First up: Final Four Sleepers

It takes a certain amount of talent to be able to win a national title in college basketball, even if that talent doesn’t always show up every night.

Winning four games in two weeks to get to the season’s final weekend can be done by a team with a handful of future pros and 10 losses on the season. We see it all the time.

Here are seven teams that have the tools to make a run to the Final Four even if they don’t have a great chance of winning their conference and look likely to enter the NCAA tournament outside the top four seeds.

Angel Delgado, Seton Hall (Mike Stobe/Getty Images)

SETON HALL

If you’re not the kind of program that is going to be landing five-star, soon-to-be lottery pick freshmen by the car-load each and every fall, the best way to win basketball games is to get old and stay old. No one quite embodies that ethos this season like Seton Hall does.

Head coach Kevin Willard entered the 2015-16 season on the hot seat after his loaded 2014 recruiting class sparked a 13-3 start to the 2014-15 season before the team fell off a cliff, losing 12 of their last 15 games and missing out on the postseason entirely. Following that season, the Pirates jettisoned some of their baggage and returned a core of sophomores that would eventually lead the program to back-to-back NCAA tournament appearances despite losing Isaiah Whitehead to the 2016 NBA Draft.

And now, four members of that 2014 recruiting class — guards Khadeen Carrington and Desi Rodriguez, big men Angel Delgado and Ishmael Sanogo — are now seniors leading what may be the best Seton Hall team since the P.J. Carlesimo days. Delgado’s name is the one you need to know. The 6-foot-9 Dominican power forward is one of the toughest and most physical bigs in the country. It’s not a mistake that he averaged 15.2 points and 13.1 boards last season, numbers that jumped to 16.4 points and 14.5 boards in Big East play.

He’s Seton Hall’s All-American. He was also the team’s third-leading scorer last year, behind Carrington and Rodriguez, who are both tough, physical New York City guards; Carrington is more of a combo while Rodriguez is a wing. Sanogo Michael Nzei are tough, athletic, defensive-minded front court players, and you’re starting to see the trend here, right?

Playing Seton Hall is not going to be fun this season, and while they may not be the most talented team in the country this year, you’ll be hard-pressed to find one that plays harder.

There are going to be two things that determine Seton Hall’s ceiling:

  • Does Seton Hall have a point guard? Freshman Jordan Walker is the only true point that will be eligible this season, and the Pirates ran into some problems that came with a lack of playmakers last season. Asking a freshman to handle those responsibilities will be tough, but it helps that Carrington can handle the ball and that everyone else on the floor will be a veteran.
  • What does Myles Powell turn into? He had some promising moments as a freshman, including 26-point outbursts at Iowa and at Xavier.
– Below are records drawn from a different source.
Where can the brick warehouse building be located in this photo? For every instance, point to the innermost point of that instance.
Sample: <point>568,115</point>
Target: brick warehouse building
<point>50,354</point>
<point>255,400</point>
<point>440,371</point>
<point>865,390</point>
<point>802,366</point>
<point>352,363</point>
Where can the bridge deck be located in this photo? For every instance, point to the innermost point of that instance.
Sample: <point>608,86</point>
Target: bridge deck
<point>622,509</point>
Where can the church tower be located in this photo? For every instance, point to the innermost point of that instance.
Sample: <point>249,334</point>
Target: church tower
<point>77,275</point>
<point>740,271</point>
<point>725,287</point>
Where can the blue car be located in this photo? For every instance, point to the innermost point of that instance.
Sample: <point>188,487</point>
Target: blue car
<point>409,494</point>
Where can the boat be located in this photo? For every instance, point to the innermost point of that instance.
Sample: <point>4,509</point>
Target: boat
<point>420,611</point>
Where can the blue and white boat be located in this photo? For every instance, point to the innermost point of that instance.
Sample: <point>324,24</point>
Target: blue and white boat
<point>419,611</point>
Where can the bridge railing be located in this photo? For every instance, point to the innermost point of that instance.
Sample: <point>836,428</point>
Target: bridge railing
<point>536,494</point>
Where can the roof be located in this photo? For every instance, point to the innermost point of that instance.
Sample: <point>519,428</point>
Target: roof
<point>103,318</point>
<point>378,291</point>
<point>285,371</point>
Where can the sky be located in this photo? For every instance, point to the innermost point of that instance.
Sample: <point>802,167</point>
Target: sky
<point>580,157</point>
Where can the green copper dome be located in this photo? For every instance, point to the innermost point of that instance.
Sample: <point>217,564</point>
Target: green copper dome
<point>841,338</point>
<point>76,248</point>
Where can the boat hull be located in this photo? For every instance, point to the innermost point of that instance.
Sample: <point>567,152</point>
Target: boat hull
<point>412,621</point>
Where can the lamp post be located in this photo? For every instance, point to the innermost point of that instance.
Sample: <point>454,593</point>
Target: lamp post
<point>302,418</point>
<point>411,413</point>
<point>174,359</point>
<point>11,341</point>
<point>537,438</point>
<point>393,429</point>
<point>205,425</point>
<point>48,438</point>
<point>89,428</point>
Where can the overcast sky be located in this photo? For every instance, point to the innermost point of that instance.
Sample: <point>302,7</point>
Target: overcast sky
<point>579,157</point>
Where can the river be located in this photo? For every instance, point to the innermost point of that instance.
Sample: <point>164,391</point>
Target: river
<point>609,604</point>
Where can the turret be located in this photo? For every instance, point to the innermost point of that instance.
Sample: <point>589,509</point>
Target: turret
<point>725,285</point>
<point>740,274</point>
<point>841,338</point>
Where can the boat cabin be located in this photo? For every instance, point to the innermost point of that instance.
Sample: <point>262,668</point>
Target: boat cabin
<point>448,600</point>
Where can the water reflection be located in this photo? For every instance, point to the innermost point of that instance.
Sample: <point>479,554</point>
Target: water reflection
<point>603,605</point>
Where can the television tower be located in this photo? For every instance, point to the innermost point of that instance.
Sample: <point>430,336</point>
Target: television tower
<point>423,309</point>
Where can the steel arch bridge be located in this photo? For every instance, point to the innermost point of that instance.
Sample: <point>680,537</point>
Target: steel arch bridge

If he become a more consistent shooter, that opens up a lot more space for Delgado inside.
Collin Sexton (David Banks/Getty Images)

ALABAMA

Last year, Alabama finished the season as one of the top ten defensive teams in college basketball, according to KenPom’s adjusted defensive efficiency metric.

Not only do the Crimson Tide return essentially everyone from that team, they also add one of the nation’s best recruiting classes to the mix. More importantly, that recruiting class features players that are able to get buckets in a hurry, and if you any Alabama basketball a year ago, you know that was a major issue; they were 153rd in adjusted offensive efficiency and, in February, played a four-overtime game against South Carolina where they managed all of 90 points in 60 minutes of basketball.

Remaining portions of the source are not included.